Yong Wu, a chemist at Sichuan University who studies cyclodextrins and was not involved in the work, says in an email that because δ-CD has a large cavity, being able to make it on a large scale “could inevitably unlock its unexplored potential in materials science, chiral sensing, catalysis, and separation, not to mention in drug delivery systems where δ-CD may serve as a superior host for supramolecular complexation with macromolecular pharmaceuticals such as proteins and nucleic acids.”
When chemists make α-, β-, and γ-CD, they also make a small amount of δ-CD. But it is less stable, so it appears only transiently. Members of Beeren’s group reasoned they could make δ-CD in large quantities if they used the dodecaborate B12Cl122- as a template for the ring to build around. “We thought if this template could bind strongly to δ-cyclodextrin, we could push the equilibrium towards that product. And it's kind of surprising just how well it works,” Beeren says.

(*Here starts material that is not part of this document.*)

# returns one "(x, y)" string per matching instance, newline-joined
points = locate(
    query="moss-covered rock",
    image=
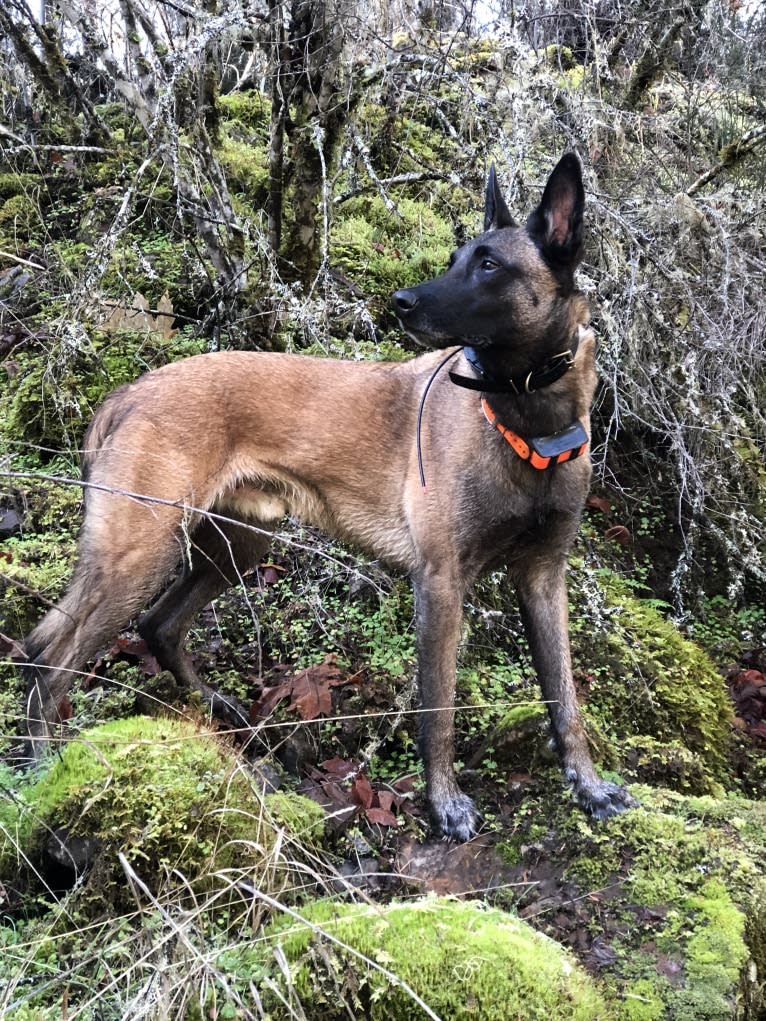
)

The chemists start with α-CD, the template molecule B12Cl122- and use the food-grade enzyme cyclodextrin glucanotransferase to make grams of δ-CD in roughly 40% yield. What’s more, Beeren says, the researchers get greater than 95% purity of the compound without having to do any chromatography. “That's why I think you could industrialize it as a process,” she says.
After delving into the details of the reaction, Beeren says, it turns out the specificity of the synthesis is not just driven by how strongly the template binds δ-CD. “It's the competition with the other cyclodextrins; it's the relative stability of the other cyclodextrins; it's the stoichiometry of the binding. And you put all that together, and then this comes out as being the best template.”
Although B12Cl122- is commercially available, it costs about $3,000 for 5 grams. It’s possible to make the template, but the synthesis isn’t trivial. On the plus side, Beeren says, “the template isn't consumed in the reaction, so once you've made some then you can use it over and over again for subsequent reaction cycles.”
The group has patented the method and hopes to find an industrial partner to scale it up further.